Accordingly, the order of the district court is Affirmed.
. The Illinois long-arm statute provides in relevant part:
§ 2-209. Act submitting to jurisdiction — Process.
(a) Any person, whether or not a citizen or resident of this State, who in person or through an agent does any of the acts hereinafter enumerated, thereby submits such persons, and, if an individual, his or her personal representative, to the jurisdiction of the courts of this State as to any cause of action arising from the doing of any of such acts:
(1) The transaction of any business within this state;
(2) The commission of a tortious act within this state;
******
Ill.Rev.Stat., chapter 110.
. Defendants contend that plaintiff may not now rely on § 2-209(a)(2) because he failed to so argue below. While the tortious act provision was not mentioned in his Memorandum in Opposition to the Motion to Dismiss nor during the hearing on the motion, plaintiff heavily relied (as he does before this court) on Lawson v. Baltimore Paint and Chemical Co., 298 F.Supp. 373 (D.Md.1969), which construed one of the Maryland longarm statute’s tortious act provisions. In light of plaintiff’s ambiguous Memorandum, we will address his argument. Although appellant’s brief before this court describes the basis for jurisdiction as the "commission of a tort from without the state,” he cites § 2-209(a)(2) and relies upon Honeywell, Inc. v. Metz Apparatewerke, 509 F.2d 1137 (7th Cir.1975) and Graco, Inc. v. Kremlin, Inc., 558 F.Supp. 188 (N.D.Ill.1982), which construe § 2-209(a)(2).

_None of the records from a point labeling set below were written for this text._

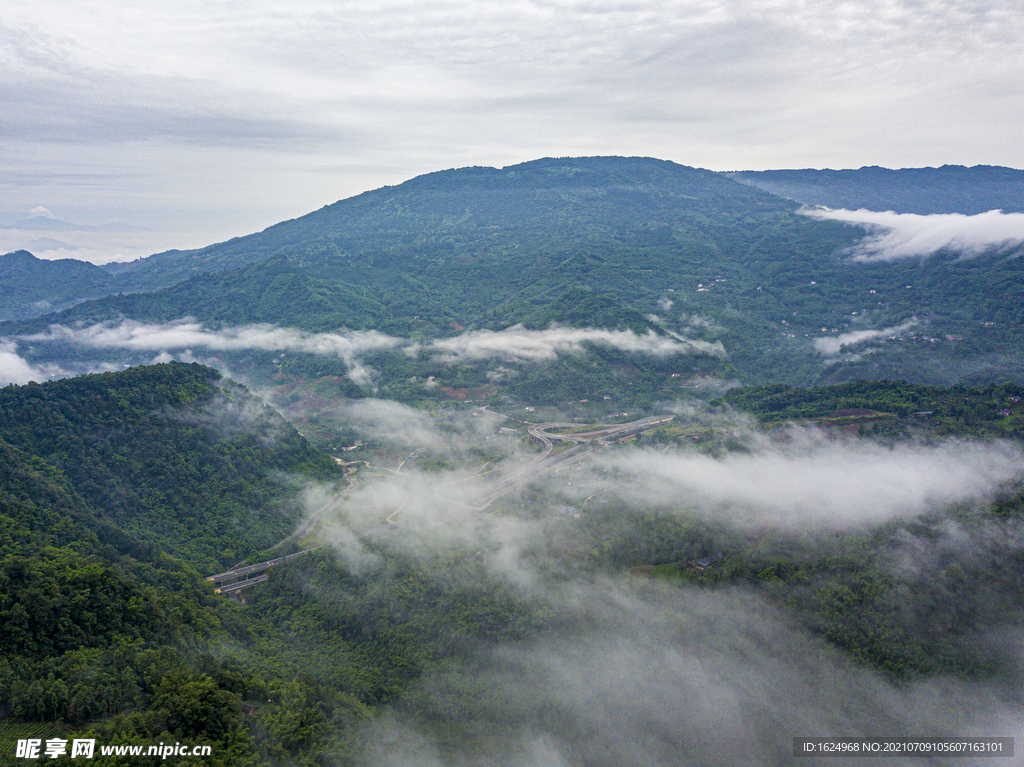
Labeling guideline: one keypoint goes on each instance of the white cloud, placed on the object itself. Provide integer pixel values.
(258, 113)
(14, 369)
(909, 235)
(519, 343)
(830, 345)
(186, 334)
(815, 483)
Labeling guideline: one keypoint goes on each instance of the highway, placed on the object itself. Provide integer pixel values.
(585, 443)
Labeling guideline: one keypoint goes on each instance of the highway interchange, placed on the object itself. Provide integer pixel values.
(584, 443)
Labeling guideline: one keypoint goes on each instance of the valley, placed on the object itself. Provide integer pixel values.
(559, 461)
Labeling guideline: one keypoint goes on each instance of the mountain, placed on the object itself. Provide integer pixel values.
(31, 287)
(951, 188)
(629, 242)
(171, 454)
(508, 227)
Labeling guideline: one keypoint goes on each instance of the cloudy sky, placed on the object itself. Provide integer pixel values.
(203, 121)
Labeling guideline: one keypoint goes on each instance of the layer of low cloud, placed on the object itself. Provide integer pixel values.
(812, 482)
(520, 343)
(515, 343)
(897, 236)
(97, 247)
(832, 345)
(668, 677)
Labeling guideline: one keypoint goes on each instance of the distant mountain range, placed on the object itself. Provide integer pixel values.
(711, 256)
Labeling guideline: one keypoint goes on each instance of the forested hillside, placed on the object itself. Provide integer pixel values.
(172, 454)
(32, 287)
(629, 243)
(118, 492)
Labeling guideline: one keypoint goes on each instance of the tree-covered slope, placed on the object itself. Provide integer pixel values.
(30, 287)
(951, 188)
(171, 454)
(505, 227)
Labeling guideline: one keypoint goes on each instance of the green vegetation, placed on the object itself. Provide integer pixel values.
(171, 454)
(977, 411)
(33, 287)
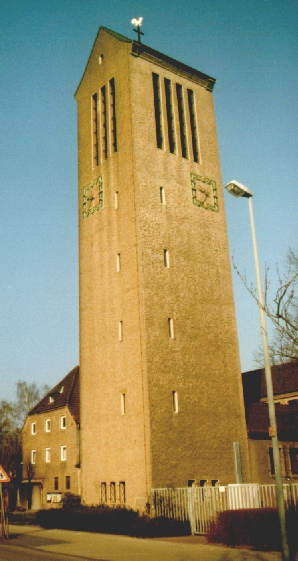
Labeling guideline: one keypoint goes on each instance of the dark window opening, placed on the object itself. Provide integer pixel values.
(104, 128)
(294, 460)
(170, 115)
(113, 115)
(193, 125)
(157, 108)
(182, 125)
(95, 153)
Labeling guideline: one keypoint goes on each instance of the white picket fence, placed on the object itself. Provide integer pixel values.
(200, 505)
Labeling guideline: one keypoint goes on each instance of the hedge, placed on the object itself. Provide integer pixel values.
(107, 520)
(258, 528)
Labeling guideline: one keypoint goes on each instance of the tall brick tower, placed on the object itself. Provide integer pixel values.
(161, 394)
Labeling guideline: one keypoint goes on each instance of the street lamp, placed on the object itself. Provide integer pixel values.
(238, 190)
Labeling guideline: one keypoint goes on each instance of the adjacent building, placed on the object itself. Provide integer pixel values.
(160, 378)
(285, 387)
(51, 446)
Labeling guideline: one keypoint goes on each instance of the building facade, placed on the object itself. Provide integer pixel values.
(51, 447)
(161, 393)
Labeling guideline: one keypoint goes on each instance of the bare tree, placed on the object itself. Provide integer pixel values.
(12, 418)
(282, 310)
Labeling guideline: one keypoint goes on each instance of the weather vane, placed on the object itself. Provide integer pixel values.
(138, 23)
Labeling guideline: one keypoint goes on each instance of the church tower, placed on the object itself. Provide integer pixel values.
(161, 394)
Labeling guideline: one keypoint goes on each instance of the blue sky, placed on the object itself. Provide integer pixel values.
(250, 47)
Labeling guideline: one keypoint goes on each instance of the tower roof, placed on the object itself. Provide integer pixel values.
(141, 50)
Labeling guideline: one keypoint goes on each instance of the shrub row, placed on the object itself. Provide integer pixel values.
(22, 518)
(258, 528)
(107, 520)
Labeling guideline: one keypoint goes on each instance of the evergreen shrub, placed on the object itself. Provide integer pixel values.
(255, 527)
(106, 520)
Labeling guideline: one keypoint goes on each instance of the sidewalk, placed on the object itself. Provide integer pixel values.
(106, 547)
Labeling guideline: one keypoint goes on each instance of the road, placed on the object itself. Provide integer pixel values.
(9, 552)
(35, 544)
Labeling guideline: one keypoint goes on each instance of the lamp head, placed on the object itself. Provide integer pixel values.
(237, 189)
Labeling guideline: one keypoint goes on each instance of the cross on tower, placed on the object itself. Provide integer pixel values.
(138, 23)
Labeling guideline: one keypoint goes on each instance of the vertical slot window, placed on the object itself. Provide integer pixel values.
(122, 497)
(175, 402)
(171, 328)
(112, 492)
(104, 127)
(103, 492)
(182, 124)
(120, 330)
(166, 257)
(157, 109)
(294, 460)
(123, 403)
(113, 115)
(63, 453)
(193, 125)
(95, 151)
(170, 116)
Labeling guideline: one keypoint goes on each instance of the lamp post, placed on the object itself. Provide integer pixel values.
(238, 190)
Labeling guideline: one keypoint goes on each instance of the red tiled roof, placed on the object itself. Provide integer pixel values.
(284, 378)
(286, 420)
(66, 393)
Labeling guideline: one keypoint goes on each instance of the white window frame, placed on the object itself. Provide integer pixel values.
(48, 455)
(175, 401)
(171, 328)
(166, 256)
(123, 403)
(120, 330)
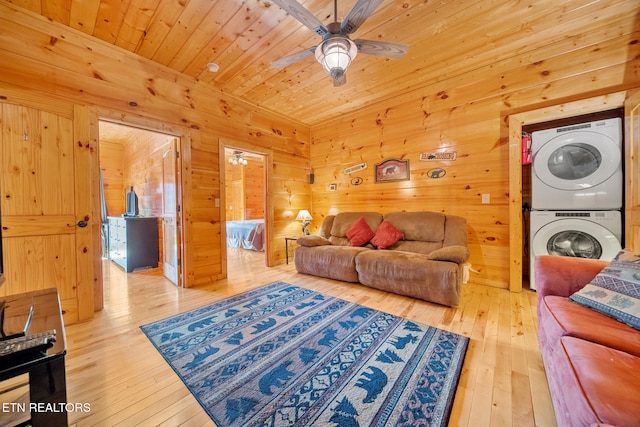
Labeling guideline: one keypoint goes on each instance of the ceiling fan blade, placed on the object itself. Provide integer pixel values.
(295, 57)
(295, 9)
(380, 48)
(358, 14)
(339, 80)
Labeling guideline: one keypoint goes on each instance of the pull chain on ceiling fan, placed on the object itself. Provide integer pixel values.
(337, 50)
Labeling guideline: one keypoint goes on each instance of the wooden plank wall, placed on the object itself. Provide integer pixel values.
(44, 61)
(466, 114)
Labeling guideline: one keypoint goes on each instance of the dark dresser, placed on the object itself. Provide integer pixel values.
(133, 242)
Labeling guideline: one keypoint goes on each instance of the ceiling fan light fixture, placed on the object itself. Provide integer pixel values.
(335, 54)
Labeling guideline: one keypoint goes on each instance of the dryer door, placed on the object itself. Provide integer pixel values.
(577, 160)
(575, 238)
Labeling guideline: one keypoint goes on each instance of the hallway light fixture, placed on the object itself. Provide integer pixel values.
(238, 159)
(306, 218)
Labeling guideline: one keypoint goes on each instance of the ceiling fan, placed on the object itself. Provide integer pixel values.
(337, 50)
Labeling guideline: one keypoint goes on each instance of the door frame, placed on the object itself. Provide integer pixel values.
(267, 156)
(514, 123)
(184, 152)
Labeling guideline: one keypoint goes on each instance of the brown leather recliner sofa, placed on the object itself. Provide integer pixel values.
(426, 262)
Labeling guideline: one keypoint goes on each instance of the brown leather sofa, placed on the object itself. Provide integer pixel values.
(425, 263)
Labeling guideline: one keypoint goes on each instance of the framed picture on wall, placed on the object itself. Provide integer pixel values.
(392, 170)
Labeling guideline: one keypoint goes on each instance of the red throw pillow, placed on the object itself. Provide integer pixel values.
(360, 232)
(386, 235)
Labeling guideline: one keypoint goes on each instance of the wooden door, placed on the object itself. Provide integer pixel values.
(632, 172)
(43, 230)
(170, 235)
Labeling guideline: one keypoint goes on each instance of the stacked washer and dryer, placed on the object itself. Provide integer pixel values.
(576, 191)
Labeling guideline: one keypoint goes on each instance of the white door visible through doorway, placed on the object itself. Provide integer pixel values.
(171, 260)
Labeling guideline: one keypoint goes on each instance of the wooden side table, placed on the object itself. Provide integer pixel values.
(286, 245)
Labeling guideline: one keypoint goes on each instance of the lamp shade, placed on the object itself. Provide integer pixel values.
(335, 54)
(304, 215)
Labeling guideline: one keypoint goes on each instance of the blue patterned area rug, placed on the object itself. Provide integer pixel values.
(282, 355)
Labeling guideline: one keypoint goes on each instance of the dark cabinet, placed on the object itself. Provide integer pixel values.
(133, 242)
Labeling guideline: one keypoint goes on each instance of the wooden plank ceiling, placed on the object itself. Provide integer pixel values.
(447, 38)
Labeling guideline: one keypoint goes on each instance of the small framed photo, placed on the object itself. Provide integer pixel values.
(392, 170)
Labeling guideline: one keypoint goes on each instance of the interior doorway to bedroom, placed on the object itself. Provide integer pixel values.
(140, 198)
(244, 209)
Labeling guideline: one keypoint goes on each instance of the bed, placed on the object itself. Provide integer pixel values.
(247, 234)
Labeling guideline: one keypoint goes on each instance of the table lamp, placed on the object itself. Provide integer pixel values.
(306, 218)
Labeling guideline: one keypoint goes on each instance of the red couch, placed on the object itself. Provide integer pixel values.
(592, 361)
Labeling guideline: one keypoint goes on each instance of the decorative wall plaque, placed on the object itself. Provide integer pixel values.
(392, 170)
(439, 156)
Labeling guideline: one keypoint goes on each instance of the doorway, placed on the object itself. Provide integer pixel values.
(245, 207)
(145, 162)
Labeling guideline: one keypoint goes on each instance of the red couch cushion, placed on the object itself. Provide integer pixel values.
(360, 232)
(609, 382)
(571, 319)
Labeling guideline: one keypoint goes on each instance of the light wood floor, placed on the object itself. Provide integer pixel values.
(114, 368)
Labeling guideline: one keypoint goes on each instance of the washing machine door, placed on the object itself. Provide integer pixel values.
(575, 238)
(577, 160)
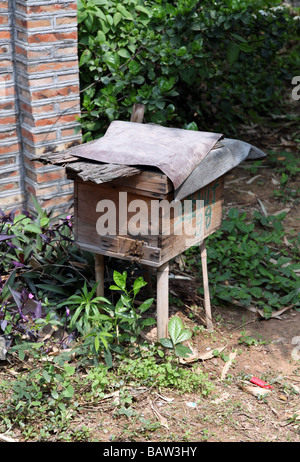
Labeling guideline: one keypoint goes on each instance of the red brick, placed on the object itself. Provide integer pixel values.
(4, 5)
(66, 51)
(57, 201)
(8, 186)
(75, 105)
(8, 134)
(9, 148)
(6, 162)
(55, 92)
(30, 24)
(52, 8)
(4, 35)
(38, 137)
(55, 120)
(66, 20)
(4, 19)
(44, 108)
(7, 106)
(9, 174)
(53, 37)
(52, 66)
(44, 177)
(7, 120)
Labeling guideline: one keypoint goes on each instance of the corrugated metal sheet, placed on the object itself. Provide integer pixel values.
(176, 152)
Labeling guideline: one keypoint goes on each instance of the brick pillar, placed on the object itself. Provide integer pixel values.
(47, 87)
(11, 185)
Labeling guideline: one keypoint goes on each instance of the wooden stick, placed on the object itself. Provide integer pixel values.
(137, 114)
(99, 273)
(162, 300)
(207, 306)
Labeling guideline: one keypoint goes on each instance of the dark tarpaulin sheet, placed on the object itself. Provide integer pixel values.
(176, 152)
(219, 161)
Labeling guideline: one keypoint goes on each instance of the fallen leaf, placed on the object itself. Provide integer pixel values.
(228, 364)
(211, 353)
(163, 421)
(224, 397)
(256, 391)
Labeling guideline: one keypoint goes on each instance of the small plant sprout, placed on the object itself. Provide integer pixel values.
(178, 334)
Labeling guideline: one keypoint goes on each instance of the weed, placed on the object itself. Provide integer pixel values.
(249, 265)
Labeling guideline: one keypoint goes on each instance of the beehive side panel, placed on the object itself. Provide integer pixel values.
(202, 222)
(128, 213)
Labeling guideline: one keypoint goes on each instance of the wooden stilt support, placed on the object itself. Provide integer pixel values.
(207, 306)
(162, 300)
(99, 273)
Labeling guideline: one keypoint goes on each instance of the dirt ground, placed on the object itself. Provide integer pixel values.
(236, 410)
(231, 413)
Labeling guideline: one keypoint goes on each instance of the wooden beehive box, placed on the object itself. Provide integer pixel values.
(140, 228)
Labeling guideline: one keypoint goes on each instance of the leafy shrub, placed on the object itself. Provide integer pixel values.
(208, 63)
(248, 263)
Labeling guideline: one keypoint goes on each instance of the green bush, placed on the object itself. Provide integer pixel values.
(249, 265)
(208, 63)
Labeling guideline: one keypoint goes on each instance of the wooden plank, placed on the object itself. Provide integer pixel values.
(209, 323)
(147, 181)
(208, 220)
(162, 304)
(148, 261)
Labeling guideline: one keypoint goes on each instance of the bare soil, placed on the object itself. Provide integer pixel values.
(267, 349)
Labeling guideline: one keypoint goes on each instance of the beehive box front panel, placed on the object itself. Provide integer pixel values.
(128, 222)
(200, 215)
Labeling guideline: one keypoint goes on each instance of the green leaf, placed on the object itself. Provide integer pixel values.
(138, 284)
(124, 12)
(124, 53)
(185, 334)
(120, 279)
(68, 392)
(85, 57)
(32, 228)
(117, 18)
(166, 342)
(175, 327)
(146, 305)
(182, 351)
(144, 10)
(233, 51)
(46, 376)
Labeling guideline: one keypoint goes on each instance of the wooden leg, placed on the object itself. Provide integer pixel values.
(99, 272)
(207, 307)
(162, 300)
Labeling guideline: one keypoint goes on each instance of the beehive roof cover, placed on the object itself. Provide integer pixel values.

. Appellant’s reliance on Lawson v. Baltimore Paint & Chemical Corp., 298 F.Supp. 373 (D.Md.1969), is inappropriate. The basis for jurisdiction over the directors was the Maryland long-arm statute, which provides for “tortious injury in this State by an act or omission outside the State if [the defendant] regularly does or solicits business ... or derives substantial revenue from ... services used ... in the State.” Illinois has no such provision.
. That plaintiffs theory is non-statutory is not entirely clear. However, we will treat his position as non-statutory, because if it is premised on § 2-209(a)(1) or (a)(2), we have already discussed our rejection of jurisdiction on those bases.
. Plaintiffs Memorandum in Opposition to the Motion to Dismiss and colloquy between counsel and the court during the hearing on the motion strongly suggest that plaintiff waived the argument that the directors are not indispensable. However, as the defendants have not argued waiver, we will discuss the merits.
. In a letter to this court after oral argument, counsel for appellant reiterated this position.